Bad education worsens government

Have you ever wondered when or how individuals become political group thinkers? Regardless of affiliation, politicians seldom muster the courage to make independent decisions based on verifiable facts, if those facts run contrary to the party line.

An example occurred with the vote on the recent health care legislation. Think of it: Our congresswoman, Elise Stefanik, could have cast the one vote that would have delayed the legislation until it could be adequately vetted by agencies of government dedicated to that task. She could have become a hero, but instead she voted the party line to pass the bill to save the party and please the bosses.

She rationalized her vote by claiming the bill had been on their website for several weeks. However, the amendments that were added in the last days before the vote changed the bill in significant ways, and this information could not have been published prior to its creation. Clearly, group thinking took precedence over critical thinking.

If this were just an isolated incident, we might write it off as relatively unimportant, but it is not an isolated incident. It permeates both major parties and indeed much of the general population. What do all these individuals have in common that might account for this state of affairs?

Most went to conventional elementary, secondary and many to higher education institutions. It matters little if people have an Ivy League pedigree or a junior college degree; much of their experience in education was geared to a standardized curriculum composed of the generalizations others created and found important.

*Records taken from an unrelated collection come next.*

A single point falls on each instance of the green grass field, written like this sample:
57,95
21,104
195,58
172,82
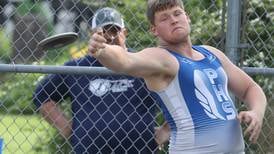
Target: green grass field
24,134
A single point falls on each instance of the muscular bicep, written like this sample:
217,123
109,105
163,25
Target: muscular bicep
147,63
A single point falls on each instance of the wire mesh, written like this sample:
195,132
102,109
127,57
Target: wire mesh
23,23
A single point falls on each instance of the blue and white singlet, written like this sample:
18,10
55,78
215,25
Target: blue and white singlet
199,110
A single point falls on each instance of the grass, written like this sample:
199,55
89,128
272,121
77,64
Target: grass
24,134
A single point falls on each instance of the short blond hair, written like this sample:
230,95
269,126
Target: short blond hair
154,6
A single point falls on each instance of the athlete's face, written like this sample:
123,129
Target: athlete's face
171,25
114,35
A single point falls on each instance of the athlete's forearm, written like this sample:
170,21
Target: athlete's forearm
113,57
56,118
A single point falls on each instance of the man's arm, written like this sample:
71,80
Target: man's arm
248,91
52,113
145,63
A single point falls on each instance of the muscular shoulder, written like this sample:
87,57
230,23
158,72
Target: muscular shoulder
219,54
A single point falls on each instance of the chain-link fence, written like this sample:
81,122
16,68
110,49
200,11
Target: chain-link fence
244,29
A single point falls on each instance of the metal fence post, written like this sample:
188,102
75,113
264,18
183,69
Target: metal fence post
233,30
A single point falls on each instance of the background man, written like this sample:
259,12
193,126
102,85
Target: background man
111,114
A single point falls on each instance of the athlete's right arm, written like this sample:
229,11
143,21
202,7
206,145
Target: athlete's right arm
146,63
54,116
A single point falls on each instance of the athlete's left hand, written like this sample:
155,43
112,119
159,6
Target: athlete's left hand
254,121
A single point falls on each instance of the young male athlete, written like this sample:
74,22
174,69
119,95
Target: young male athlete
192,83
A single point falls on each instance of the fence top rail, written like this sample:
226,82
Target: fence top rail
51,69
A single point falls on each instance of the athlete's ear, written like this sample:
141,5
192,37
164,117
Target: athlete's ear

Somewhere it was decided that selected conclusions should become the subjects of the school curriculum to be consumed by students in each grade, regardless of individual developmental differences. Standardized tests were created to determine what conclusions were recalled as measured by a pencil-and-paper exercise.

How does this experience in education contribute to group thinking? The underlying assumption is that all individuals must study the same content and those who remember enough to excel on the standardized exams will receive the extra rewards, those who are average are passed from one grade to the next, and those who have trouble for a variety of reasons will be faced with remediation or penalties for their unimpressive work. Conformity is the result of this routine. Individuality is seldom accommodated in this conventional system of education.

Not only does this process reward conformity; it develops an unhealthy dependency on so-called experts or those who are in charge of the system. As a result it is often assumed that others know best and our independent thoughts must be suspect and troublesome so we better keep them under wraps.

Not only is the subject matter in schools and colleges mostly pre-defined, and this encourages conformity, but the earlier grade levels are established assuming an age-related commonality that does not exist. Students at each grade level can be functioning intellectually at several different levels of capability at the same age. For those who are developmentally less mature, attempting to study the standard curriculum will result in furthering the feeling of dependency that results in diminished self-worth.

If that doesn’t convince you that conventional schooling is contributing to group thinking, consider this: Even in so-called self-contained classrooms, there is departmentalization based on subject content, including skill subjects. This is driven by a need to “cover” the content.

Departmentalization limits the amount of time spent on any given topic. This encourages a superficial exposure to the meaning that must be developed to gain full understanding. Having limited understanding can add to a feeling of inferiority that leads to self-denial. Being pressured to produce the prescribed learning outcomes, the need to go along often results.

Research has shown that small groups will reach a level of maturity, a level when communication is most rewarding, by passing through stages. The initial stage is called dependency. When individuals are discouraged from voicing their own ideas, they become accustomed to answering to a higher authority. This is where group thinking begins. Teachers can and do maintain the state of dependency by arbitrarily controlling discussion and maintaining a reward and punishment relationship with the students.

The second stage is called independency. If the students are not allowed to voice their aspirations and concerns, they will remain at the dependency stage. If allowed to voice their own thoughts in a civil manner, they plant the seeds that develop into the most mature level of group functioning, called consensual validation.

Moving successfully through the stage of independency can develop an appreciation for the diversity of viewpoints and personal values represented on the part of each individual. This lays the foundation for sharing information freely and constructively at the consensual validation stage. Were the students encouraged to create knowledge rather than just consume the conclusions of others, they would learn to trust their own judgments and critical skills.

Most educational experiences within a departmentalized setting fail to develop group maturity. Students seldom even experience what it feels like to be heard and appreciated for their unique points of view. This process develops partial understandings as a matter of routine; it cannot help but discount independent thinking and encourage group thinking.

Many of our representatives in government appear to exhibit the results of an educational process that fails to develop maturity in group decision making. Their education has developed a feeling of dependency that emerges during consideration of complicated matters of legislation. They exhibit few problem-solving skills and appear to have not developed critical thinking skills, nor the ego strength to act on the results of skills they have developed. Unlike the process of reaching a consensus through honest and open dialogue, group thinkers accept that which identifies the group and conforms their world to fit with it, even if it means “stretching” the truth.

Let’s hope we will bring up a new generation of independent and inter-dependent thinkers who have matured as individuals and group decision makers before our participative form of governance is replaced by an authoritarian philosophy and structure. The schools must play a key role in that preservation. To do so, systemic change is required.

Robert L. Arnold lives in Willsboro and is a professor emeritus of education at the State University of New York at Plattsburgh.